Vokalbeln lernten. Jeder
Innenraum war sehr kalt und
still bus auf die, die

ungezogen husteten.

Das Tolle an diesen Texten ist, dass es so viele Brüche in ihnen gibt, so viele Fehler und Seltsamkeiten, die beabsichtigt nicht hätten hergestellt werden können, während sie sich gleichzeitig auf so viele verschiedene Arten lesen lassen: als Code oder Übersetzung, als Institutionskritik, als Reisetagebuch, als Kampf zwischen den Geräten und denjenigen, die sie benutzen, als Konzept, als Experiment, als Kooperation, als automatisches Schreiben im Wortsinn, als Texte, die zerfließen, in denen Wirklichkeiten miteinander kollidieren und darüber neue, hyperreale entstehen.

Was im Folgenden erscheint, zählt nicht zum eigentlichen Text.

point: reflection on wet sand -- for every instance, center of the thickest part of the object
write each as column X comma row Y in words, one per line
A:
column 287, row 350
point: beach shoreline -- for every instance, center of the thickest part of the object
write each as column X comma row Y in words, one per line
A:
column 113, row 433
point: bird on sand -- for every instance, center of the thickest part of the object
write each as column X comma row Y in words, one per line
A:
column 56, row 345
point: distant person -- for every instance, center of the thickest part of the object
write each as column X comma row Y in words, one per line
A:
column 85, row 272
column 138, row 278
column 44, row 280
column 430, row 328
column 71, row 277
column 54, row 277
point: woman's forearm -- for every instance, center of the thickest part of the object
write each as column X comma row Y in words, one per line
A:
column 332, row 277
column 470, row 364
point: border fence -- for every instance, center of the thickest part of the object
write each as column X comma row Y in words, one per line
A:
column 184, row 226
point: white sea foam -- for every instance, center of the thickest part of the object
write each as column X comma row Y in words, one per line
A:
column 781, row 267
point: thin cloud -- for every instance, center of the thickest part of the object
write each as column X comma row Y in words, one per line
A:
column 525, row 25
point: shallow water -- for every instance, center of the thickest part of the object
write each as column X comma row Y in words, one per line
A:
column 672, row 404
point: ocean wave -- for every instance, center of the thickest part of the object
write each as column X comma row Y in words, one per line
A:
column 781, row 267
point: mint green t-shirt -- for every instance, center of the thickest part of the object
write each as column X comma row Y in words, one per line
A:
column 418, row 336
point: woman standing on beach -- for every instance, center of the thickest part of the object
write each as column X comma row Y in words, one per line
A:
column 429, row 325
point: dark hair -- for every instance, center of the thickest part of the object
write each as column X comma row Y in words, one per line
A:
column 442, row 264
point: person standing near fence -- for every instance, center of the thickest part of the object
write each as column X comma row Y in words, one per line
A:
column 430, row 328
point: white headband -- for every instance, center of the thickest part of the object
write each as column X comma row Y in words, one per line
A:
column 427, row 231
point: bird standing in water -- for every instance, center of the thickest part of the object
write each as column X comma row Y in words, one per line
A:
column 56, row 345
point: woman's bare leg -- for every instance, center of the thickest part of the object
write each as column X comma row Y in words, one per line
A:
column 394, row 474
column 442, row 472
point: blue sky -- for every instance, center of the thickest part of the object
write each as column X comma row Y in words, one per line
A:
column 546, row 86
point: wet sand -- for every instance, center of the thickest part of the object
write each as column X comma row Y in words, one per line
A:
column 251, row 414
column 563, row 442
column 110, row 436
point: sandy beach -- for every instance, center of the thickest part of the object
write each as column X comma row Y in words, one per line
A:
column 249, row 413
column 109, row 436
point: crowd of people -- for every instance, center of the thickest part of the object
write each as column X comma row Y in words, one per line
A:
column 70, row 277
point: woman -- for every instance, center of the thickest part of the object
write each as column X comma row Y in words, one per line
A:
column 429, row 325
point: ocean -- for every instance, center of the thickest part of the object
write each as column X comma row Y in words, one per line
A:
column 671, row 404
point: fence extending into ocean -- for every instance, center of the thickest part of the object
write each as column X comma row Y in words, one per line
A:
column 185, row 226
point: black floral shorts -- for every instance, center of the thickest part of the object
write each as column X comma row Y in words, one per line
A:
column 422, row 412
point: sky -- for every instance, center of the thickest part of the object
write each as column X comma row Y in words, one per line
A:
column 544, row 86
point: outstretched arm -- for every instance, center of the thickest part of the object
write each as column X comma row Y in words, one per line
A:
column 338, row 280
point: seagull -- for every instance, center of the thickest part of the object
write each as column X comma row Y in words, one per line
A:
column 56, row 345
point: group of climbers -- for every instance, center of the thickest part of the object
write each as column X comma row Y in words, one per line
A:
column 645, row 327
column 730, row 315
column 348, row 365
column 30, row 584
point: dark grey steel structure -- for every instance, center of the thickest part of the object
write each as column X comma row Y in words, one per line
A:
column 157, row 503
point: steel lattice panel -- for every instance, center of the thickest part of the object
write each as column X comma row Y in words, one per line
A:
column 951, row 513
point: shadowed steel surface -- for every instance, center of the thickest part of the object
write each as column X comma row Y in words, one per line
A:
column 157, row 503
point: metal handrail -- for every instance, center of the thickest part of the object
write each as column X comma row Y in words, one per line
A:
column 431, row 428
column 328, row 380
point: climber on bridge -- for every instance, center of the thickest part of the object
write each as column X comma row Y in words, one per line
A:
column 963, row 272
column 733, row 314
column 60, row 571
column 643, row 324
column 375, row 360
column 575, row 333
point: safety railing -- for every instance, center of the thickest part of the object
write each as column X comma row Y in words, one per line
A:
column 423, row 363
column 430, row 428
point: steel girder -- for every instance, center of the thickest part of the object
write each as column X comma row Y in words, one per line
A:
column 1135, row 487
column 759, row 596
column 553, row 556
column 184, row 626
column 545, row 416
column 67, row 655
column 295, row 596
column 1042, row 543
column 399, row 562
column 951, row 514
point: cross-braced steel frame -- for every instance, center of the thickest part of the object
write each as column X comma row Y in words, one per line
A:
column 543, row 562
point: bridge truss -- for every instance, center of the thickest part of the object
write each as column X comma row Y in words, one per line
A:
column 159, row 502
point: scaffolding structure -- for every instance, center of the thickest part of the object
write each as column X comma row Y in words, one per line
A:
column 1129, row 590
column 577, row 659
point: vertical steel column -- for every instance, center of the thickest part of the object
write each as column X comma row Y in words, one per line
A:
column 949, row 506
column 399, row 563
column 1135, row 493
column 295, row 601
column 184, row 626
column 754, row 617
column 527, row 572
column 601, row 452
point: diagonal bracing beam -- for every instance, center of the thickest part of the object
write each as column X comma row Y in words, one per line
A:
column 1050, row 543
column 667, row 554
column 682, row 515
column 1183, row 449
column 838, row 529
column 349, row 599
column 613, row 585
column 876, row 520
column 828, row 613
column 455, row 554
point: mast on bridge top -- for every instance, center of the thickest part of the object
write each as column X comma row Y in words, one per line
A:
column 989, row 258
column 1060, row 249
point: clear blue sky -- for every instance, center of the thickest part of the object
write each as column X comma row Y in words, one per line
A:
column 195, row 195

Ein bisschen so, als stoße man in einem Videospiel auf einen Fehler, der die Spielerin oder den Spieler, die Leserin oder den Leser, durch Wände gehen lässt. Vielleicht also: Texte wie Glitches. So blöd und so klug und so schön und so witzig und so traurig und das alles gleichzeitig. So hyperreal irgendwie. Vielleicht ist es aber auch einfach so, dass ich zu viel Zeit im Internet verbringe. Das kann auch sein. Lesen Sie das Buch bitte trotzdem. Es ist sehr gut.

Mara Genschel: Cute Gedanken. roughbooks, 96 Seiten, 10 €

Benjamin Quaderer studierte Literarisches Schreiben in Hildesheim und Wien, und liest gern.